During 2021 to 2022, we continued to work towards achieving Level 3 Disability Confident Employer status, the highest available level. We’re proud to have achieved this in November 2022.
We take actions to make our recruitment processes fair and accessible and:
- offer a Guaranteed Interview Scheme whereby disabled applicants who meet the role’s minimum requirements are guaranteed an interview
- offer all new roles as flexible working/part-time/job share by default and display the ‘Happy to Talk Flexible Working’ logo on our recruitment materials and website
- accept job applications in alternative formats
- offer ‘pre-interview accessibility chats’ to everyone attending an interview
- analyse our adverts for gendered language
- recruit online and offer to undertake pre-employment checks remotely to increase inclusion
- offer support through our occupational health provider to both new starters and our current people, along with an Employee Assistance Programme (EAP) website and phoneline
- promote the ability to join the Welsh Government’s staff support networks for disabled people and other minoritised groups during induction and on our intranet
- offer display screen equipment (DSE) assessments to all of our people and make it easy to access specialist equipment or reasonable adjustments
- provide opportunities for coaching, mentoring, reverse mentoring
Other actions we took in the period up to March 2022 included:
- signing up for the Zero Racism Wales pledge
- the introduction of ‘candidate information sessions’ to provide greater accessibility to our jobs and support for candidates
- changing what we call our ‘pre-interview chat’ to a ‘pre-interview accessibility chat’ to help remove barriers and make it easier for prospective candidates to discuss their accessibility needs and reasonable adjustments
- promoting the Civil Service Workplace Adjustment Passport process to reduce the burden on people who need adjustments to do their role, making it easier and quicker to implement reasonable adjustments
- offering training on recruitment practises to line managers.

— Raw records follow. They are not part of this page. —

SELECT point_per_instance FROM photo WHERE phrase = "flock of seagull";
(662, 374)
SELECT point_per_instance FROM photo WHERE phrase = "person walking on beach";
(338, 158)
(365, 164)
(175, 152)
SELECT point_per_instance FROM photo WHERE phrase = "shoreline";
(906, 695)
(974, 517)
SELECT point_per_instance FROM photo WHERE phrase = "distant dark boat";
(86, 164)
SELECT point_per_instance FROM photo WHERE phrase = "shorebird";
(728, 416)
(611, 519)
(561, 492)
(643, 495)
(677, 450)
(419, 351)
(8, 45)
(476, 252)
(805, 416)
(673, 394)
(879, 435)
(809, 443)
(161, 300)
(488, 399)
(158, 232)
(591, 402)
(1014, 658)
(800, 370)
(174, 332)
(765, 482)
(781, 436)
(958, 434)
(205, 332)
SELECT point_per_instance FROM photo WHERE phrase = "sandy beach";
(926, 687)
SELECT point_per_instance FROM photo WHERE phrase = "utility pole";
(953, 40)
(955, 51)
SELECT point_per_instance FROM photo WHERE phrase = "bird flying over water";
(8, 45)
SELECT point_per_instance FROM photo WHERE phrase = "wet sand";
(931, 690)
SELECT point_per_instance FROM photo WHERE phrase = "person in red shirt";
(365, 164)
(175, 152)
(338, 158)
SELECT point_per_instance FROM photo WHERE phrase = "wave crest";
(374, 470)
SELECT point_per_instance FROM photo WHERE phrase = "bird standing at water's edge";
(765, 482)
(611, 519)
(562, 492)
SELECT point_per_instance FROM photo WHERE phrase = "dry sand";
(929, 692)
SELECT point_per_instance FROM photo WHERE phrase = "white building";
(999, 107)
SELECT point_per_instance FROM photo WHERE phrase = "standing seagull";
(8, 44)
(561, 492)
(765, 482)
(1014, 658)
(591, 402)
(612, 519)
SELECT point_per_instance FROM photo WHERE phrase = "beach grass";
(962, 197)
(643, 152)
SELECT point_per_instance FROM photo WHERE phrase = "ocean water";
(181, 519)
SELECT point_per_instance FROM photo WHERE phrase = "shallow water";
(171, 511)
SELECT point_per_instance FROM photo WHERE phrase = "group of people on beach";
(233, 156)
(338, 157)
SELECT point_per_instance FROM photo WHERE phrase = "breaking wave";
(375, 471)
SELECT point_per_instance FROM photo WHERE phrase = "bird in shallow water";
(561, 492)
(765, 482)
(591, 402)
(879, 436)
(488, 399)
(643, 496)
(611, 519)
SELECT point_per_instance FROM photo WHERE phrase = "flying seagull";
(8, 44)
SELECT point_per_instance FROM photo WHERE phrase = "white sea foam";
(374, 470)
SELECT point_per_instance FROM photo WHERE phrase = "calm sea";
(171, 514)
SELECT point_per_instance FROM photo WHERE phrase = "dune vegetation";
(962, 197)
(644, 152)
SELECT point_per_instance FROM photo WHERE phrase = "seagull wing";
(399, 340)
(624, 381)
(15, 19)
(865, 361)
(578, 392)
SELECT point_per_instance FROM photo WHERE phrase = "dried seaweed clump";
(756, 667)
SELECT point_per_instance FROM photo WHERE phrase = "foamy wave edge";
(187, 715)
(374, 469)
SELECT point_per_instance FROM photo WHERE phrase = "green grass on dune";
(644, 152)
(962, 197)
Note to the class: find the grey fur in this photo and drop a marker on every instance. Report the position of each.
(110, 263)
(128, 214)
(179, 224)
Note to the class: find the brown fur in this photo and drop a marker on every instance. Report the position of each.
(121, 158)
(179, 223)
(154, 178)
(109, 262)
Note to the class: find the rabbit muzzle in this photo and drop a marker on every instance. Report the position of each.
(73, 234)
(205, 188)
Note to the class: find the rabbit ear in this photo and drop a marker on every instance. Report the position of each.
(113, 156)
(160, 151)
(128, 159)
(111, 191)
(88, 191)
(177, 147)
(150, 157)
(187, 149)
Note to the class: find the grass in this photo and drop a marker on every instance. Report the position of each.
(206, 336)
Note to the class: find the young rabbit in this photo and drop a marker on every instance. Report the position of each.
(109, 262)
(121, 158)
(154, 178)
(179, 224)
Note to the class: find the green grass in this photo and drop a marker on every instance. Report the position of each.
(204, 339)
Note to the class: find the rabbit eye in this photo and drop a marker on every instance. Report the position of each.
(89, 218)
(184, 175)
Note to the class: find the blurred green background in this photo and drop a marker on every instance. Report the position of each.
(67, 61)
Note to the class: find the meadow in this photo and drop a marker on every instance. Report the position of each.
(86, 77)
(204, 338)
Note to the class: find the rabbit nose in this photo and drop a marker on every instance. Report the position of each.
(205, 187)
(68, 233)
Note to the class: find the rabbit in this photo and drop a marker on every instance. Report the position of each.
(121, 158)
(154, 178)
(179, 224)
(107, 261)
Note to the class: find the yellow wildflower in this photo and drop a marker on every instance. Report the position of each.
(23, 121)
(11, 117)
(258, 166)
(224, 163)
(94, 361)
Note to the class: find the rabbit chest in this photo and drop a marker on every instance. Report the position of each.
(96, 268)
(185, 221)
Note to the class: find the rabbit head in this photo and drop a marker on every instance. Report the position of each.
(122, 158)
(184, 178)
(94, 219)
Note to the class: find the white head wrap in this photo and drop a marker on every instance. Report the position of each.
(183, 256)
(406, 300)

- continuing to review and make improvements to the accessibility of our recruitment web pages, job alerts, documentation and processes, making it easier to apply for jobs with us
Objective 6: remove barriers to joining and thriving in the workforce by encouraging flexible working
Flexible working is considered part of our culture and is valued by our people, with most teams working flexibly. We use the Happy to Talk Flexible Working logo on our job adverts and website. We advertise all our jobs unless there’s a specific business reason not to, as available for part-time, flexible working, or as a job-share.
During 2021 to 2022, our people worked from home most of the time. As a cloud-based organisation, we’ve continued using new technology to improve how we work. Ensuring the wellbeing of our people has been a top priority for our Tîm Arwain (Executive Team).
Some of the actions we took in the period up to March 2022 included:
- guiding line managers on supporting their teams that needed more flexible working arrangements, for example, due to caring responsibilities or home-schooling
- continuing to review DSE assessments and implementing reasonable adjustments, for example, by ordering extra equipment such as laptop risers, or lumber support
- continuing to provide more specialist online assessments where needed
- launching regular wellbeing activities through our Wellbeing Group to promote opportunities for meaningful interactions at work and support our 5 areas of wellbeing
- seeking feedback from new starters to ensure the induction and onboarding experience was the best it could be
- seeking input from our people through pulse surveys to understand better the challenges of working from home and the needs of our people
Objective 7: identify and remove bias and unfairness from our pay system
We’re proud to have been an accredited employer with the Living Wage Foundation since 2020. All our roles are subject to job evaluation to remove bias or unfairness in relation to pay.
We monitor and regularly review our gender pay gap and look for signs of other pay gaps. Though our small size as an employer prevents us from meaningfully calculating an ethnicity or disability pay gap, for example.